The Rejection of Hustle Culture

There was a time when exhaustion could circulate almost as a credential, when frayed sleep, rushed meals, and calendars packed to the edge of collapse were not read as warning signs, but as evidence that a life was moving somewhere important. Hustle culture depended on that distortion and refined it into a moral atmosphere in which strain looked like seriousness, overwork resembled discipline, and perpetual availability could be mistaken for commitment rather than quiet self erosion. Yet the glamour of that script has begun to dull. What once passed for ambition now more often appears as depletion with good branding, a way of making fatigue look purposeful long after purpose itself has thinned.

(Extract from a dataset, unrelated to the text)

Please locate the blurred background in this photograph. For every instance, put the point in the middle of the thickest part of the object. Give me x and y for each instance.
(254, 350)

[I] Part of the rejection comes from recognising that hustle culture was never only about labour, income, or professional ascent, however loudly it spoke in those terms. [II] It implied that worth had to be demonstrated continuously, that rest required justification, and that limits were less a condition of being human than an embarrassment to be managed in private. [III] Under such a logic, the self was not simply busy but reorganised around display, measurement, and proof. [IV] One stopped asking whether life was meaningful or well lived and began, almost without noticing, to ask whether it was efficient, visible, and sufficiently optimised to count.

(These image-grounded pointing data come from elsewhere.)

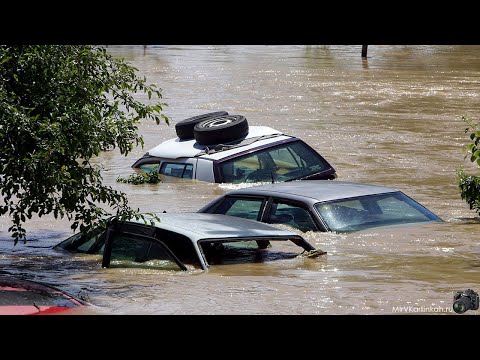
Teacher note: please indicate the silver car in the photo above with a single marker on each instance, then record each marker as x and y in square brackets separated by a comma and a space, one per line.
[188, 239]
[319, 205]
[247, 154]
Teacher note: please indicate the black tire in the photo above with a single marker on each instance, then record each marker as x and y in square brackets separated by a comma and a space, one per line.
[185, 127]
[221, 130]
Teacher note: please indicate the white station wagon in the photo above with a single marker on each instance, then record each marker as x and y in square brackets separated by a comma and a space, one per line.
[224, 149]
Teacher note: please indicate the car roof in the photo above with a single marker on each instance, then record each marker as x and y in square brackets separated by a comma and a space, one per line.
[313, 191]
[178, 148]
[198, 226]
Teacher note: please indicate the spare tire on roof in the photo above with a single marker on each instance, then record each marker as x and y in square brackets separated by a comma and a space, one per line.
[185, 127]
[221, 129]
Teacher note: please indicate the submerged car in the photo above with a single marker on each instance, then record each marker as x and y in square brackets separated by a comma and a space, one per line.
[224, 149]
[26, 297]
[319, 205]
[177, 241]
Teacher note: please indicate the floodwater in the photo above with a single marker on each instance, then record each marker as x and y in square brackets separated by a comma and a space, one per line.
[393, 119]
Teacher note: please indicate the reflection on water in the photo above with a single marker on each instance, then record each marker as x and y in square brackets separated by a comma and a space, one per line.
[393, 119]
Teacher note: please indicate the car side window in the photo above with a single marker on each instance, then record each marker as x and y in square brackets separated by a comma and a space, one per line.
[279, 163]
[149, 167]
[248, 208]
[291, 215]
[177, 170]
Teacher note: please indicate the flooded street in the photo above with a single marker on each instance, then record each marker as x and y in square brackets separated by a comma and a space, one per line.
[393, 119]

That is why the backlash carries more weight than mere lifestyle preference. To reject hustle culture is not simply to choose comfort over effort, nor to romanticise passivity under a softer name. It is to resist a moral grammar in which human value is flattened into output and inner life is treated as expendable overhead, useful only when it supports performance and suspect whenever it asks for room, silence, or recovery. Recent commentary in Psychology Today reflects this shift, noting the growing appeal of alternatives that prize boundaries, ease, and meaning over relentless productivity. Yet even that description does not go quite far enough, because what is being refused is not only a schedule, but a worldview that teaches people to admire their own exhaustion as though it were character.

What matters, then, is not whether discipline still has value, since of course it does, but whether a culture can learn to distinguish devotion from self depletion, seriousness from compulsion, and ambition from a form of motion that consumes life while claiming to improve it. A society matures not when it works less in any simplistic sense, but when it ceases to confuse damage with virtue and recognises that a person may be deeply committed without living as though rest were a moral failure.

[Adapted from https://www.psychologytoday.com/us/blog/the-regret-free-life/202503/why-hustle-culture-is-failing-you]

Question 31: Where in the passage does the following sentence best fit?

More deeply, it was a theory of personhood.